Well, our listeners won't be able to see this. But you have just designed a pattern for a jacket for an 18-inch doll. Can you describe that for us, Peggy?
Yes, this is my latest pattern on Pixie Faire, and it's just a little jacket that can be made in a solid or pieced fabric. I have some versions of it that are pieced together. But I think the the key feature of it is that it has machine embroidery to embellish it. There's a machine embroidery pattern. And there's embroidery on the back, and on the yoke, and on the hem band, and on the sleeves, and on the collar, and on the lapel, and even the buttonholes. It's a lot of fun to embellish with the embroidery, and I try to do that with most of my patterns. So, for everything I design, I'll do the sewing pattern, and then I'll design embroidery to go along with it. So, I have two patterns listed at once.
Well, so first of all, I wish that I could afford to have a jacket like that. But if that jacket were made and available for humans, it would be in the 900 to 1,000 dollar range. It's absolutely exquisite. So when you do embroidery designs tell us, what is that process, what is it called? And how do you do it?

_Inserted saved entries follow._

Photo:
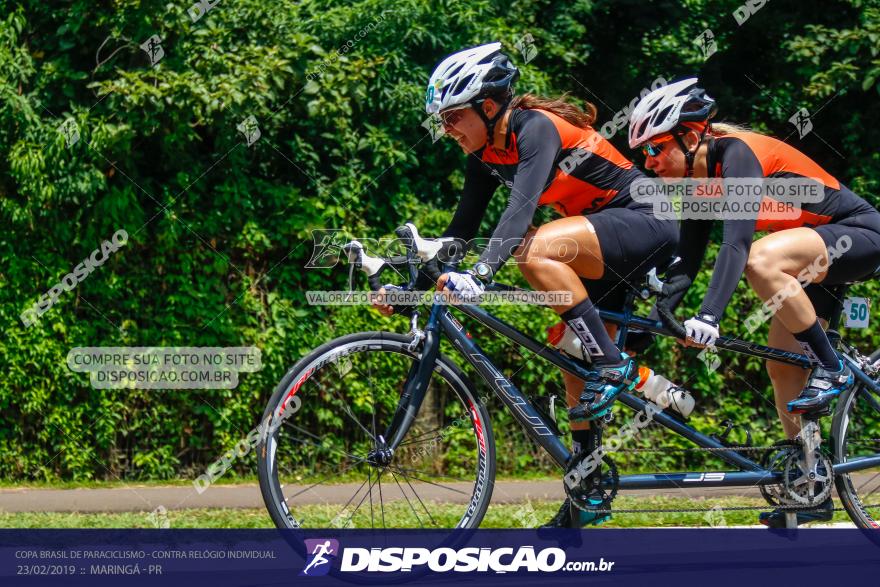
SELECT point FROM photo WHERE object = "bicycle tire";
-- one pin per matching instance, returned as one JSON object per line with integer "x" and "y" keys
{"x": 294, "y": 384}
{"x": 847, "y": 489}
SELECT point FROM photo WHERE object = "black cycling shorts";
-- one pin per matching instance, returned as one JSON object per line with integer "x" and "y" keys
{"x": 859, "y": 261}
{"x": 632, "y": 241}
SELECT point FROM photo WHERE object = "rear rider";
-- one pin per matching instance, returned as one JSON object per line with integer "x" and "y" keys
{"x": 547, "y": 153}
{"x": 672, "y": 125}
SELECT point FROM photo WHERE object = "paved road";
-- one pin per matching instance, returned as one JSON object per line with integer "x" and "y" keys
{"x": 134, "y": 498}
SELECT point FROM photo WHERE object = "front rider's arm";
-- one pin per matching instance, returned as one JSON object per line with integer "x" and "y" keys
{"x": 479, "y": 185}
{"x": 538, "y": 143}
{"x": 739, "y": 162}
{"x": 692, "y": 243}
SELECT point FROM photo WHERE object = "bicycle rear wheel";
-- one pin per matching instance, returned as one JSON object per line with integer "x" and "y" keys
{"x": 317, "y": 458}
{"x": 856, "y": 433}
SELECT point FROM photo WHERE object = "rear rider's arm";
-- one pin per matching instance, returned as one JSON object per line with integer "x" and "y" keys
{"x": 692, "y": 243}
{"x": 538, "y": 144}
{"x": 739, "y": 161}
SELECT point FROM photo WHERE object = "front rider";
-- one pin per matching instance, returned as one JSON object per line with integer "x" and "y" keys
{"x": 546, "y": 152}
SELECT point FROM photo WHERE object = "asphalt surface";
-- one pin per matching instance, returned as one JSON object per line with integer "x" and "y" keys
{"x": 135, "y": 498}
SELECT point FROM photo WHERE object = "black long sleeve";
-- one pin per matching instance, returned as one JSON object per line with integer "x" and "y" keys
{"x": 539, "y": 144}
{"x": 738, "y": 161}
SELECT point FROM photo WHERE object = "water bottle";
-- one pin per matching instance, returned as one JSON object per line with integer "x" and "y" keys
{"x": 664, "y": 393}
{"x": 564, "y": 339}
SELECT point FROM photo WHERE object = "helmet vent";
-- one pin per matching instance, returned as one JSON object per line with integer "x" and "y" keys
{"x": 661, "y": 115}
{"x": 454, "y": 71}
{"x": 462, "y": 84}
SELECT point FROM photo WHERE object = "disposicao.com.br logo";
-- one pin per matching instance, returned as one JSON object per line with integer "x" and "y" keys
{"x": 440, "y": 560}
{"x": 321, "y": 552}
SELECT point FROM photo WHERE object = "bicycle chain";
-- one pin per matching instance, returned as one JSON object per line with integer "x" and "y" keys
{"x": 794, "y": 507}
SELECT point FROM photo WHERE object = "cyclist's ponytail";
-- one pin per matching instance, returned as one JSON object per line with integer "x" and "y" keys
{"x": 571, "y": 113}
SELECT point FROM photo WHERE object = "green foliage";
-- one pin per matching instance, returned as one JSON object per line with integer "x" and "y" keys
{"x": 220, "y": 232}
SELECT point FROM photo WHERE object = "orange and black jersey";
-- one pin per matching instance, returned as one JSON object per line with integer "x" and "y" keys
{"x": 547, "y": 161}
{"x": 752, "y": 155}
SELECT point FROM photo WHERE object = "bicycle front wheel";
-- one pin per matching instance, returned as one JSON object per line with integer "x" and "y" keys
{"x": 320, "y": 461}
{"x": 856, "y": 433}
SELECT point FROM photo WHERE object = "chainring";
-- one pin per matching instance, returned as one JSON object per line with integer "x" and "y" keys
{"x": 775, "y": 493}
{"x": 797, "y": 479}
{"x": 590, "y": 487}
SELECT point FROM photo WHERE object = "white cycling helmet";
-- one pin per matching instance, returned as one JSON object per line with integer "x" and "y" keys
{"x": 470, "y": 75}
{"x": 665, "y": 108}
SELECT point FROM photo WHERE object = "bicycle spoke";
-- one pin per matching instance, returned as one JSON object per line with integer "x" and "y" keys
{"x": 418, "y": 519}
{"x": 381, "y": 499}
{"x": 346, "y": 454}
{"x": 372, "y": 519}
{"x": 403, "y": 469}
{"x": 406, "y": 478}
{"x": 297, "y": 494}
{"x": 418, "y": 439}
{"x": 361, "y": 502}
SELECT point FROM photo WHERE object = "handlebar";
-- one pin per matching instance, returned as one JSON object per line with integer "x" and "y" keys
{"x": 669, "y": 321}
{"x": 429, "y": 253}
{"x": 424, "y": 254}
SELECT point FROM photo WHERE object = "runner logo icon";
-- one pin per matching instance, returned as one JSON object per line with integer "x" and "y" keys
{"x": 321, "y": 553}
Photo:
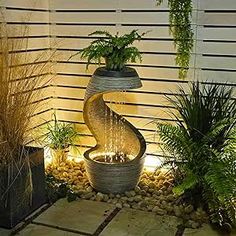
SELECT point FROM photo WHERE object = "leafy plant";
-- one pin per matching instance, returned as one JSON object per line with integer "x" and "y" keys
{"x": 203, "y": 148}
{"x": 22, "y": 79}
{"x": 57, "y": 189}
{"x": 180, "y": 27}
{"x": 116, "y": 50}
{"x": 60, "y": 135}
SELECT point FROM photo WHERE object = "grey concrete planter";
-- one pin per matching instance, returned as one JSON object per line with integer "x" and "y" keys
{"x": 112, "y": 177}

Um, my embroidery designs are digitized, and digitizing is an interesting process. So I start by making a drawing, a little sketch, and I perfect my drawing. I either draw it out on paper or I make it on the computer. I can draw either way. If I draw it on paper, then I'll finalize my drawing, and then I take a picture of it with my camera. So, I have a digital drawing. If I draw it on the computer. I work it out until I'm happy with it, and then I save that digital drawing. And so, I'll take the digital drawing into my digitizing software. And then I replace the drawing with stitches. And so, I put down stitches for the entire design, and the stitches can be long or short. They can be a satin stitch, or they can be a fill stitch or a variety of different ways that I can fill out that design. And that's what digitizing is. And in the software, you can digitize for just about any machine that's out there on the market. And then people can buy those and personalize them with their own colors and threads and things like that. It's a joy to do. It's fun.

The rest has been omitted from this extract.